Stratifying nutritional restriction in cancer therapy: Next stop, personalized medicine. International Review of Cell and Molecular Biology
Publication from Health
Krstic J, Pieber TR, Prokesch A
International Review of Cell and Molecular Biology , 4/2020
Dietary interventions combined with cancer drugs represent a clinically valid polytherapy. In particular nutrient restriction (NR) in the form of varied fasting or caloric restriction regimens holds great clinical promise, conceptually due to the voracious anabolic appetite of cancer cells.

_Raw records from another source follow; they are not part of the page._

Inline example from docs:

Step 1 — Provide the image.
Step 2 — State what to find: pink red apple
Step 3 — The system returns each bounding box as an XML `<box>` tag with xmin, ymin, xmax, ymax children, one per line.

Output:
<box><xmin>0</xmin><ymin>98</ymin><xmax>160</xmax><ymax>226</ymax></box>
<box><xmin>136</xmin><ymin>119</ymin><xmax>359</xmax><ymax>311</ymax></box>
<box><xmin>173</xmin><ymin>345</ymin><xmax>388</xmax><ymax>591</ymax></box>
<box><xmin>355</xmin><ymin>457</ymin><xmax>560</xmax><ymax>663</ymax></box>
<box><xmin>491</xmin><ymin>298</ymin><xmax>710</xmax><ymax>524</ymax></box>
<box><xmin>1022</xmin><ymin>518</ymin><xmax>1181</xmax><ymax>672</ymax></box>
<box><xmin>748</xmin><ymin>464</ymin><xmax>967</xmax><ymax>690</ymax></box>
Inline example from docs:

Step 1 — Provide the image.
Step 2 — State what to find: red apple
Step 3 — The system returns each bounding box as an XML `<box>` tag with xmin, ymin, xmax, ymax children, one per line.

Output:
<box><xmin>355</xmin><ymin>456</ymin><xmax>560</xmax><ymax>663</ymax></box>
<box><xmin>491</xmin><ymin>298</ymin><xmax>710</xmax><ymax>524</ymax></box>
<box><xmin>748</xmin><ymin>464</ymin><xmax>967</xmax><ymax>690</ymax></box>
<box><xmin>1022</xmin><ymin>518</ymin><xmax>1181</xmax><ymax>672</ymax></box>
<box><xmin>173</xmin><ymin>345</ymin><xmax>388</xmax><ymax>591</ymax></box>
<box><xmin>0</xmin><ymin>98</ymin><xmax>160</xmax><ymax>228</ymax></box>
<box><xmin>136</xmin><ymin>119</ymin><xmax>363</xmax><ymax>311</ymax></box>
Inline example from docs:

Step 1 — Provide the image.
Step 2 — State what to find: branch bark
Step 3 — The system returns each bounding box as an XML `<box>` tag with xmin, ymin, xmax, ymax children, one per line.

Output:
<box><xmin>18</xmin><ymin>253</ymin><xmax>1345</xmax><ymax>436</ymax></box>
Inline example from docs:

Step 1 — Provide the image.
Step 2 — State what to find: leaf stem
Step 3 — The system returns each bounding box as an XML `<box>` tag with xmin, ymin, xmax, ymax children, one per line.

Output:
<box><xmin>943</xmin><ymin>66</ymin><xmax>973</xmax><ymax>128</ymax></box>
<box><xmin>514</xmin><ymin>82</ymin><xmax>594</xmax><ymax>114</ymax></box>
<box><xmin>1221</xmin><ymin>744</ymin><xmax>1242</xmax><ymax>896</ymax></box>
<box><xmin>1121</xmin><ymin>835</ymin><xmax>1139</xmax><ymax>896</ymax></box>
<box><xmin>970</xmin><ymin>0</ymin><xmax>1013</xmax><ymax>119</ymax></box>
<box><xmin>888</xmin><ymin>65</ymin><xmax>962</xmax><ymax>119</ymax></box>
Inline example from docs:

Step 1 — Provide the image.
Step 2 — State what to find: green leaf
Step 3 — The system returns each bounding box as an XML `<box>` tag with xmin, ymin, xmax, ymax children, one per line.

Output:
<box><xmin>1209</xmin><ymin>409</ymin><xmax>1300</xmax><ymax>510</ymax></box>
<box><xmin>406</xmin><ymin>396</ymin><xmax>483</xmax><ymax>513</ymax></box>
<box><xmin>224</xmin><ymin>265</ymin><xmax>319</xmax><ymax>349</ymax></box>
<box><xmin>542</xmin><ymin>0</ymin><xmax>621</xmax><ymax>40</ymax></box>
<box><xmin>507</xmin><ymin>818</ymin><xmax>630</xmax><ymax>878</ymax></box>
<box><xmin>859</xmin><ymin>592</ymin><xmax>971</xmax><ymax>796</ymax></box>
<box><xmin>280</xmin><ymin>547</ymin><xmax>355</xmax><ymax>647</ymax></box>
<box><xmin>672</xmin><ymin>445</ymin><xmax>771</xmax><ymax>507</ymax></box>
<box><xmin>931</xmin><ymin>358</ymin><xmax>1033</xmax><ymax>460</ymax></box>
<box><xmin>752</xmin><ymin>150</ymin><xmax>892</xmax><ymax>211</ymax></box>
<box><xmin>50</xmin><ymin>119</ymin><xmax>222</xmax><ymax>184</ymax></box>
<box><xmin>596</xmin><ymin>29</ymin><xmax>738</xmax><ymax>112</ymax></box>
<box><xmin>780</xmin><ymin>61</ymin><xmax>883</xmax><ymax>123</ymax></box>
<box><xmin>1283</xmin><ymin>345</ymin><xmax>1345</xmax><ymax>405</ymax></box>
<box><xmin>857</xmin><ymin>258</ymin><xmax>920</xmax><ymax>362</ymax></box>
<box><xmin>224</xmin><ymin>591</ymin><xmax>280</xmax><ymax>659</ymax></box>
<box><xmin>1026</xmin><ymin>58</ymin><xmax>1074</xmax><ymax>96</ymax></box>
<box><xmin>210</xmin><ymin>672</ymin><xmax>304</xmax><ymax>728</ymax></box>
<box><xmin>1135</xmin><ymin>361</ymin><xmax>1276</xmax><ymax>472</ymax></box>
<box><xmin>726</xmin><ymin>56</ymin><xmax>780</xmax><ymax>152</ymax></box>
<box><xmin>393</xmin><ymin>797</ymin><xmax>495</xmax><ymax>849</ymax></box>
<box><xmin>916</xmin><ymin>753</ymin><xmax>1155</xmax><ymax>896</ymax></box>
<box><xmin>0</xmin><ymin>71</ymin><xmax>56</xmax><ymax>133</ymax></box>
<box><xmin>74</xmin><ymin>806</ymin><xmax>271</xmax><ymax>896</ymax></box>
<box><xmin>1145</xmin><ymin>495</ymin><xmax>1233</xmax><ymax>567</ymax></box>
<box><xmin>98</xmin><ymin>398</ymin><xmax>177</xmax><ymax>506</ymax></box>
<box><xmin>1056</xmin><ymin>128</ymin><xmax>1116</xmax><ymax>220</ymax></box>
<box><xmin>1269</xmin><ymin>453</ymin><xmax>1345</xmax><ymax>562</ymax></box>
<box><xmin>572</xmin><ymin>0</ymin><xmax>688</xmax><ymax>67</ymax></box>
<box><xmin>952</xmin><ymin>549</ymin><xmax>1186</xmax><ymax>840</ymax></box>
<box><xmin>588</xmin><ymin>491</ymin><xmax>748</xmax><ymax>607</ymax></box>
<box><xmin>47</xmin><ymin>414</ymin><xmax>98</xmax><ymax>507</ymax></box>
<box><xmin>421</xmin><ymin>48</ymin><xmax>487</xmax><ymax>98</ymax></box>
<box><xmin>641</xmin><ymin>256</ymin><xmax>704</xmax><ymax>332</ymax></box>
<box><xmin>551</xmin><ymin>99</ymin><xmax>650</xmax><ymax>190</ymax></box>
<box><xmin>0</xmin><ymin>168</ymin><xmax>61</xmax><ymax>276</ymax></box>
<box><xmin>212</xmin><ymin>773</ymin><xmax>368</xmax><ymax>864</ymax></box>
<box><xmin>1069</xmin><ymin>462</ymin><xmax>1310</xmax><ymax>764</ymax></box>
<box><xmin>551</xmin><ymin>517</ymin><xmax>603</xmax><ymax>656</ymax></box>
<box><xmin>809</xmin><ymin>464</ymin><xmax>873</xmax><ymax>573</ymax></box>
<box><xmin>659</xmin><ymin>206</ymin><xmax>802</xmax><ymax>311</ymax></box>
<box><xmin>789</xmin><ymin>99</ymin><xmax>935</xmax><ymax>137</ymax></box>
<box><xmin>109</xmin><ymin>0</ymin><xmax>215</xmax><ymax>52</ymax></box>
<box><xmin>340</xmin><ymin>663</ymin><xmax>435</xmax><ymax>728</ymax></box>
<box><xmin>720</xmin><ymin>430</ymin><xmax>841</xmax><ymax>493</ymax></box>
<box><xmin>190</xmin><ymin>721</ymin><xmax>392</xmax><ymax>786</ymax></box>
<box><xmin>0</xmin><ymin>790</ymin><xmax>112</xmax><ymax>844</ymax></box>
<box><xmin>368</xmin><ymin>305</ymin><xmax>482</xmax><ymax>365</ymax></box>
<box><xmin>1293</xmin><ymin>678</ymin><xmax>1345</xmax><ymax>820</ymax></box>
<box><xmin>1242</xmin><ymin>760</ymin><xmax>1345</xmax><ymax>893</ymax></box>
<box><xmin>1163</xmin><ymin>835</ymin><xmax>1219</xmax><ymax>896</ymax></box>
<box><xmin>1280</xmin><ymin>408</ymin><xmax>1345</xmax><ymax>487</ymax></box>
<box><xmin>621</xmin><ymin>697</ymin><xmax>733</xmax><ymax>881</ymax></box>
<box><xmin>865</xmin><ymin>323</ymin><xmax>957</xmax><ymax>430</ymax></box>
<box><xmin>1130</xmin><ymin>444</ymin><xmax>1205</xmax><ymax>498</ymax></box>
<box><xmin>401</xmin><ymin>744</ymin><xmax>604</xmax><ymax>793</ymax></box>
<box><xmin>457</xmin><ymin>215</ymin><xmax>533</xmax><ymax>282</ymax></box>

This metabolic dependency is driven by a strong selective pressure to increasingly acquire biomass of a proliferating tumor and can be therapeutically exploited as vulnerability. A host of preclinical data suggest that NR can potentiate the efficacy of, or alleviate resistance to, cancer drugs. However, complicating clinical implementation are the many variables involved, such as host biology, cancer stage and type, oncogenic mutation landscape, tumor heterogeneity, variations in treatment modalities, and patient compliance to NR protocols. This calls for systematic preclinical screens and co-clinical studies to predict effective combinations of NR with cancer drugs and to allow for patient stratification regarding responsiveness to polytherapy. Such screen-and-stratify pipelines should consider tumor heterogeneity as well as the role of immune effectors in the tumor microenvironment and may lead to biomarker discovery advancing the oncology field toward personalized options with improved translatability to clinical settings. This opinion-based review provides a critical overview of recent literature investigating NR for cancer treatment, pinpoints limitations of current studies, and suggests standardizations and refinements for future studies and trials. The proposed measures aim to increase the translational value of preclinical data and effectively harness the vast potential of NR as adjuvant for cancer therapy.
Keywords: Cancer; Combination therapy; Fasting; Nutrient restriction; Personalized medicine; Stratification; Translation; Tumor microenvironment.